エージェントがユーザーに代わって外部サービスを操作する設計では、付与した権限がそのまま自動操作に使われます。Identity で扱うトークンの範囲を必要最小限に絞り、エージェントが触れてよいツールを Gateway 側で限定してください。

関連サービス・比較

基盤モデルを API で使う Amazon Bedrock とは役割が異なります。Bedrock が「モデルを呼ぶ」サービスなのに対し、AgentCore は「エージェントを本番で動かす」基盤です。両者は組み合わせて使えます。

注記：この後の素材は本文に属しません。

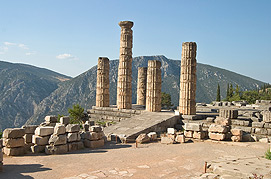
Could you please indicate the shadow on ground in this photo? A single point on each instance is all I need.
(18, 171)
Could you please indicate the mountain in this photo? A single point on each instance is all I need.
(22, 88)
(82, 89)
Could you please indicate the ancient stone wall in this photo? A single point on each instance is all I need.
(187, 104)
(141, 85)
(102, 90)
(124, 86)
(154, 82)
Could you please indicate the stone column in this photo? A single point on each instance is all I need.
(187, 104)
(124, 86)
(154, 85)
(141, 85)
(102, 90)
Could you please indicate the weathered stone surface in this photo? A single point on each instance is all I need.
(56, 149)
(218, 128)
(13, 133)
(73, 128)
(102, 86)
(72, 137)
(187, 104)
(14, 151)
(38, 148)
(143, 138)
(237, 132)
(217, 136)
(44, 131)
(192, 127)
(40, 140)
(65, 120)
(188, 134)
(167, 140)
(94, 144)
(18, 142)
(30, 129)
(58, 139)
(154, 86)
(59, 129)
(51, 119)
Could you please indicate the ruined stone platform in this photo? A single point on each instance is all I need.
(142, 123)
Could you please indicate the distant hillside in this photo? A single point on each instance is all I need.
(82, 89)
(22, 88)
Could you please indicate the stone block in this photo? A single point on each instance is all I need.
(95, 129)
(192, 127)
(65, 120)
(51, 119)
(167, 140)
(237, 132)
(44, 131)
(188, 134)
(73, 137)
(58, 139)
(258, 124)
(223, 121)
(56, 149)
(143, 138)
(14, 151)
(152, 136)
(10, 143)
(30, 129)
(180, 138)
(218, 128)
(13, 133)
(40, 140)
(38, 148)
(217, 136)
(59, 129)
(94, 144)
(75, 146)
(73, 128)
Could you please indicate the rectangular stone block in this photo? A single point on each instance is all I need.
(10, 143)
(44, 131)
(218, 128)
(73, 137)
(192, 127)
(38, 148)
(93, 144)
(56, 149)
(13, 133)
(14, 151)
(40, 140)
(73, 128)
(217, 136)
(30, 129)
(58, 139)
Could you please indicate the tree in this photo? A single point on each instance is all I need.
(166, 100)
(76, 114)
(218, 97)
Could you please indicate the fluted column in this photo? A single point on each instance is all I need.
(141, 85)
(102, 90)
(124, 86)
(154, 81)
(187, 104)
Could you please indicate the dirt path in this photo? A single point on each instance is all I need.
(153, 160)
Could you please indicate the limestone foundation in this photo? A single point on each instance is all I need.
(187, 104)
(124, 86)
(154, 81)
(102, 90)
(141, 85)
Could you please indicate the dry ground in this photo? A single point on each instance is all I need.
(152, 160)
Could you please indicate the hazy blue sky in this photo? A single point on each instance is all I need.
(68, 36)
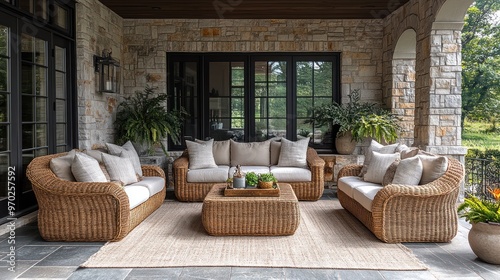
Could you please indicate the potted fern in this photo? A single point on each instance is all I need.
(144, 119)
(484, 216)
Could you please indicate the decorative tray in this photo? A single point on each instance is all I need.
(252, 192)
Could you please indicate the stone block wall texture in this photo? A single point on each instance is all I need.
(146, 43)
(97, 28)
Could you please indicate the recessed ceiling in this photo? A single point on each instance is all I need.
(254, 9)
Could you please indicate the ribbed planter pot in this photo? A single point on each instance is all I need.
(344, 143)
(484, 240)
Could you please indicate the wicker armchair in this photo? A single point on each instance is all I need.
(78, 211)
(400, 213)
(186, 191)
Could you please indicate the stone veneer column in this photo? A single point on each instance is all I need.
(97, 28)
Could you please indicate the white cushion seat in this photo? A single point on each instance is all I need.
(153, 184)
(136, 195)
(364, 195)
(291, 174)
(208, 175)
(347, 184)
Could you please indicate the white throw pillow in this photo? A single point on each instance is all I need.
(201, 154)
(119, 169)
(252, 153)
(221, 151)
(293, 153)
(408, 172)
(376, 147)
(127, 150)
(378, 166)
(87, 169)
(433, 167)
(61, 166)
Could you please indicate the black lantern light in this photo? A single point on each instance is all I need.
(107, 68)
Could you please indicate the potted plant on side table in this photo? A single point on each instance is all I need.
(484, 216)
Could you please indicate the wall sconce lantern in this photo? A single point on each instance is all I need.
(107, 68)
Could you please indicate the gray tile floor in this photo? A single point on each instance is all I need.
(37, 259)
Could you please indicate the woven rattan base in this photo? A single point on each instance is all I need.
(250, 215)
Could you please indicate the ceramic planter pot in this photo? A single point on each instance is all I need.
(344, 143)
(484, 240)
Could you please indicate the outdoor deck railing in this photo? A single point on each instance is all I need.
(481, 174)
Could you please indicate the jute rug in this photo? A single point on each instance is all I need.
(327, 237)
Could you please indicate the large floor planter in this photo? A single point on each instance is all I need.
(344, 143)
(484, 240)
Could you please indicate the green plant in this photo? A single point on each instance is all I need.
(361, 119)
(143, 118)
(382, 126)
(267, 177)
(251, 179)
(477, 210)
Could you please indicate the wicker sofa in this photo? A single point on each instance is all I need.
(408, 213)
(309, 189)
(83, 211)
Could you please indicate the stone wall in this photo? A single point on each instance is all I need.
(97, 28)
(146, 43)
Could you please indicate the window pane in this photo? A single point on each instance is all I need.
(4, 74)
(60, 85)
(277, 107)
(41, 81)
(60, 134)
(41, 109)
(4, 138)
(60, 111)
(41, 135)
(4, 40)
(60, 17)
(28, 109)
(28, 136)
(27, 79)
(60, 59)
(4, 108)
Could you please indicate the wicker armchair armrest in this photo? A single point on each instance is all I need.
(350, 170)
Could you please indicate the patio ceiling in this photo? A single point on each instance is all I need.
(254, 9)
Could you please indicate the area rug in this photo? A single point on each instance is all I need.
(327, 237)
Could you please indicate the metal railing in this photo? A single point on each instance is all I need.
(481, 174)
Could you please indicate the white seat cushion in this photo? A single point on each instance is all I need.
(291, 174)
(347, 184)
(136, 195)
(364, 195)
(208, 175)
(154, 184)
(250, 168)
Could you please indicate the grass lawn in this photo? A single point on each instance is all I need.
(474, 136)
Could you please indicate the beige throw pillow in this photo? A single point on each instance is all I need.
(378, 166)
(376, 147)
(221, 151)
(201, 154)
(409, 171)
(252, 153)
(433, 167)
(61, 166)
(119, 169)
(127, 150)
(86, 169)
(293, 153)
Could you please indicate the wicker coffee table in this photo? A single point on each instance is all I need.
(223, 215)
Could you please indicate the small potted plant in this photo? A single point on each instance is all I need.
(251, 179)
(484, 216)
(267, 181)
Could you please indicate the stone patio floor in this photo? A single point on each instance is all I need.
(38, 259)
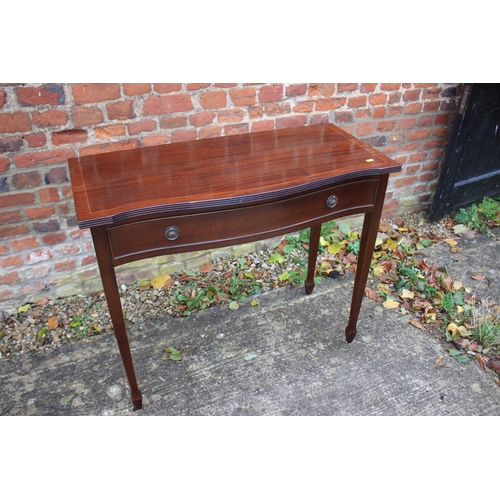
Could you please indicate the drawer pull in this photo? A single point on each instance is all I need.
(331, 201)
(171, 233)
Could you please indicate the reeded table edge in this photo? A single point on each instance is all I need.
(234, 202)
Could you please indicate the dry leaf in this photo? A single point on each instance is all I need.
(391, 304)
(160, 281)
(206, 268)
(52, 323)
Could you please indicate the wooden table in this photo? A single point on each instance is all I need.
(223, 191)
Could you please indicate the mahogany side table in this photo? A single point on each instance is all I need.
(208, 193)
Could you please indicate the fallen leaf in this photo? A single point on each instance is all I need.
(407, 294)
(372, 294)
(52, 323)
(391, 304)
(206, 268)
(481, 360)
(417, 324)
(159, 281)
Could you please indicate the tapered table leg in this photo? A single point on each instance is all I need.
(313, 254)
(368, 239)
(108, 276)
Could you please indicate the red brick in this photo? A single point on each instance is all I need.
(24, 244)
(431, 106)
(54, 238)
(14, 122)
(48, 195)
(109, 146)
(441, 119)
(275, 109)
(165, 88)
(385, 126)
(11, 144)
(123, 110)
(425, 121)
(296, 89)
(9, 278)
(243, 97)
(377, 99)
(207, 132)
(368, 88)
(365, 128)
(40, 212)
(36, 140)
(50, 118)
(347, 87)
(319, 118)
(170, 122)
(14, 261)
(390, 86)
(196, 86)
(159, 105)
(241, 128)
(183, 135)
(132, 89)
(67, 265)
(362, 113)
(418, 135)
(4, 164)
(406, 123)
(356, 101)
(13, 200)
(43, 158)
(213, 99)
(255, 112)
(26, 180)
(91, 115)
(230, 116)
(89, 93)
(329, 103)
(262, 125)
(291, 121)
(89, 260)
(411, 95)
(69, 136)
(108, 131)
(321, 89)
(10, 217)
(271, 93)
(155, 140)
(303, 107)
(36, 96)
(201, 119)
(413, 108)
(139, 127)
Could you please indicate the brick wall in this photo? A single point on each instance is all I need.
(42, 251)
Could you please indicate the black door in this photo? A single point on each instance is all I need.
(471, 168)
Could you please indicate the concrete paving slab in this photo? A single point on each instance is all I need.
(302, 365)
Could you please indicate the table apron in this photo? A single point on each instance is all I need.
(172, 234)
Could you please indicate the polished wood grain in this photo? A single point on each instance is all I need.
(217, 192)
(219, 172)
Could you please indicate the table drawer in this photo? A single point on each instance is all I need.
(170, 234)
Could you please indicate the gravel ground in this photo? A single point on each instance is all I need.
(49, 323)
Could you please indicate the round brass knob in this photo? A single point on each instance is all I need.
(171, 233)
(331, 201)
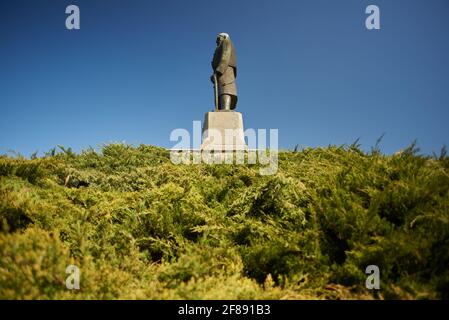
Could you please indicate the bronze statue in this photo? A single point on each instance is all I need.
(224, 65)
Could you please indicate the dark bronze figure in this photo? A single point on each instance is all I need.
(224, 64)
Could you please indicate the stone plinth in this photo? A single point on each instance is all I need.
(223, 131)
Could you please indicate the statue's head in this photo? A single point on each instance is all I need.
(221, 36)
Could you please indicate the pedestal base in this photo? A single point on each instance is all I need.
(223, 131)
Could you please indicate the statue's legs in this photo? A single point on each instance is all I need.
(225, 102)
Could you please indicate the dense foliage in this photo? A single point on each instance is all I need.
(140, 227)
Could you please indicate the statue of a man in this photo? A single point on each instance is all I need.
(224, 65)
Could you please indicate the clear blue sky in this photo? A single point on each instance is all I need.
(139, 69)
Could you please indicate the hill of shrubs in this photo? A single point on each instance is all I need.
(140, 227)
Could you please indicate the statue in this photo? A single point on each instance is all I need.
(224, 65)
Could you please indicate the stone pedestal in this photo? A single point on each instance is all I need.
(223, 131)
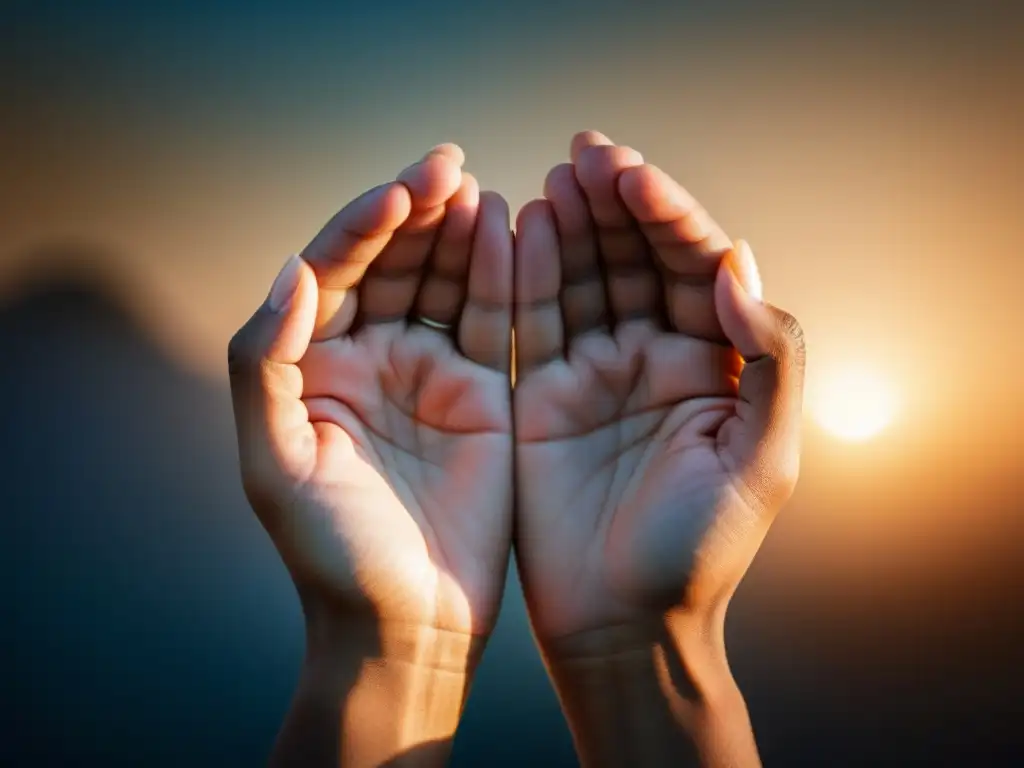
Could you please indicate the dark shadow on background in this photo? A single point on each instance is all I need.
(148, 619)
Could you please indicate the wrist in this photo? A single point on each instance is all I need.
(381, 691)
(652, 691)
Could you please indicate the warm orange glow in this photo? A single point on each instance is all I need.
(853, 402)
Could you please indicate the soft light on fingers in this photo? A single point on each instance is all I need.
(343, 250)
(451, 151)
(443, 289)
(432, 180)
(391, 284)
(587, 138)
(485, 326)
(687, 243)
(686, 240)
(539, 330)
(584, 298)
(630, 272)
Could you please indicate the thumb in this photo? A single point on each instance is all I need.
(765, 437)
(276, 442)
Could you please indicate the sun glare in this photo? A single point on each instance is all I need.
(853, 403)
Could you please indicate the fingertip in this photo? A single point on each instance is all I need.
(652, 196)
(602, 164)
(532, 212)
(495, 203)
(560, 180)
(584, 139)
(451, 151)
(432, 180)
(298, 316)
(743, 317)
(468, 192)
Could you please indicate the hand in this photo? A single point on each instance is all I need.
(373, 407)
(649, 458)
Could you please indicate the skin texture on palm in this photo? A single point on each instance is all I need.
(389, 442)
(656, 412)
(376, 450)
(645, 476)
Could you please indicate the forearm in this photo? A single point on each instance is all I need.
(657, 693)
(370, 695)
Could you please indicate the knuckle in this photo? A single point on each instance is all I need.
(792, 334)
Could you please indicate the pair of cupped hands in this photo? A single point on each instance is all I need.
(632, 456)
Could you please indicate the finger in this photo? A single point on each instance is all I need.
(587, 138)
(539, 331)
(342, 251)
(390, 286)
(687, 244)
(485, 326)
(584, 302)
(631, 278)
(276, 442)
(443, 290)
(765, 437)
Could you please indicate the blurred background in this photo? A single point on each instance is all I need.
(159, 161)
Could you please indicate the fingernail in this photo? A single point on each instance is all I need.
(754, 285)
(744, 267)
(285, 285)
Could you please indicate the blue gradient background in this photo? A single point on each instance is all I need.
(158, 162)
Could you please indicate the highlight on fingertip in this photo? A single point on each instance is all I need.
(285, 285)
(449, 150)
(747, 267)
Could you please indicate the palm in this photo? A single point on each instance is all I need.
(631, 443)
(607, 535)
(375, 427)
(414, 445)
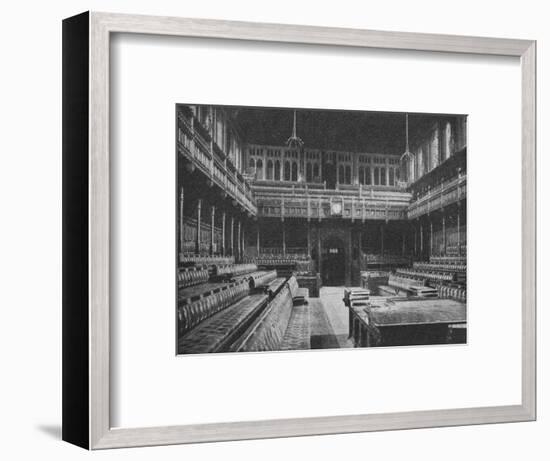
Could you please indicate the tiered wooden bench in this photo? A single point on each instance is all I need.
(192, 276)
(225, 272)
(406, 322)
(218, 332)
(199, 260)
(192, 311)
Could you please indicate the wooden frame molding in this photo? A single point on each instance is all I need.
(86, 230)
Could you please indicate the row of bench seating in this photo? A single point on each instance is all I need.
(192, 276)
(275, 286)
(233, 270)
(198, 260)
(245, 318)
(438, 267)
(190, 315)
(261, 278)
(218, 332)
(430, 276)
(452, 292)
(267, 333)
(461, 260)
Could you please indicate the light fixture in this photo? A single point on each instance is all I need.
(404, 160)
(294, 141)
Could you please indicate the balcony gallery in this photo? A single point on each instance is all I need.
(299, 204)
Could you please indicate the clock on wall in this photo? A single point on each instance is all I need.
(336, 208)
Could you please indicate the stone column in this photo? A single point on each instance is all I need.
(258, 239)
(198, 239)
(284, 238)
(232, 237)
(319, 256)
(444, 237)
(308, 240)
(213, 229)
(239, 249)
(382, 239)
(223, 234)
(431, 238)
(458, 231)
(243, 244)
(421, 241)
(181, 233)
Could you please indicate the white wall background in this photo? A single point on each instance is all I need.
(30, 231)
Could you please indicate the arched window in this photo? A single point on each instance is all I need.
(287, 171)
(447, 145)
(348, 174)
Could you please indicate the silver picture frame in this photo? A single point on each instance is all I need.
(86, 229)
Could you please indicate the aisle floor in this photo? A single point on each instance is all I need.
(329, 320)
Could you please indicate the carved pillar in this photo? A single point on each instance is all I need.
(198, 239)
(308, 240)
(258, 239)
(431, 237)
(444, 237)
(213, 229)
(239, 249)
(458, 230)
(232, 236)
(223, 234)
(181, 233)
(382, 239)
(421, 241)
(319, 256)
(243, 244)
(284, 238)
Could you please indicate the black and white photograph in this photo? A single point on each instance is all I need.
(303, 229)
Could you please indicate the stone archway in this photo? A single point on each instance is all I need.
(333, 262)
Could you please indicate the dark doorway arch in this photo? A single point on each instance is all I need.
(329, 175)
(334, 262)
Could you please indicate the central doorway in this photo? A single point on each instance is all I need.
(333, 262)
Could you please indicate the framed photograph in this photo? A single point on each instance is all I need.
(276, 230)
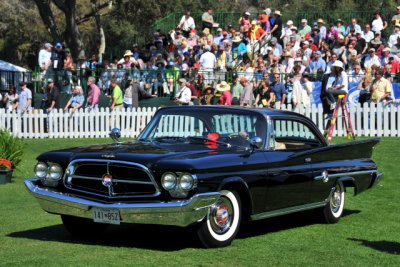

観点Amazon Bedrock AgentCoreAmazon Bedrock
主目的エージェントの実行・運用基盤基盤モデルを API で利用
提供単位実行基盤やメモリ等の部品群モデル推論とアプリ部品
モデル/枠組み任意のモデルや枠組みに対応提供済みの基盤モデル中心
主な利用者エージェントを本番運用する開発者生成 AI アプリ開発者

ハンズオン / CLI例

# AgentCore Control 系の API 操作を確認(利用可能なコマンド一覧)
aws bedrock-agentcore-control help

# Runtime にデプロイ済みのエージェントランタイムを一覧表示
aws bedrock-agentcore-control list-agent-runtimes \
  --query "agentRuntimes[].{Name:agentRuntimeName,Status:status}"
CLI 名は環境で確認

AgentCore は機能ごとに API グループが分かれています。実際に使えるコマンド名やオプションは更新されるため、お使いの環境で aws help や対象サービスのヘルプを確認してから組み立ててください。

AWS Service

Amazon Bedrock AgentCoreを実務で読む

TL;DRは入口です。実際に選ぶ・使う段階では、何を解決するか、何と比較するか、導入後にどこで詰まるかまで見る必要があります。

解決すること

AI / 機械学習

比較で見る軸

クラウド: AWS / カテゴリ: AI / 機械学習 / 難易度: intermediate

導入後に効く点

特定のフレームワークやモデルに縛られず、サーバーレスでセキュアに本番運用できる。

先に潰すリスク

サービス単体ではなく、権限、ネットワーク、監視、課金、バックアップを含めて設計する必要がある。

数字・仕様の読み方
クラウド
AWS
カテゴリ
AI / 機械学習
難易度
intermediate
関連資格
AIF-C01 / MLA-C01
設計柱
operational / security / reliability

判断チェックリスト

  • 自社の用途が「AI / 機械学習 / operational」に近いか確認する。
  • 強みである「エージェントを動かす実行基盤やメモリ、ツール連携、認証、監視を部品として提供する。」が本当に評価軸になるか確認する。
  • 注意点の「サービス単体ではなく、権限、ネットワーク、監視、課金、バックアップを含めて設計する必要がある。」を運用で吸収できるか確認する。
  • 公開値や仕様値は、対象プラン・対象機種・対象リージョンまで確認する。
  • 既存システム、ID、ネットワーク、監視、バックアップとの接続方法を先に洗い出す。
  • 小さく試してから、本番移行、権限設計、障害時手順、コスト監視を決める。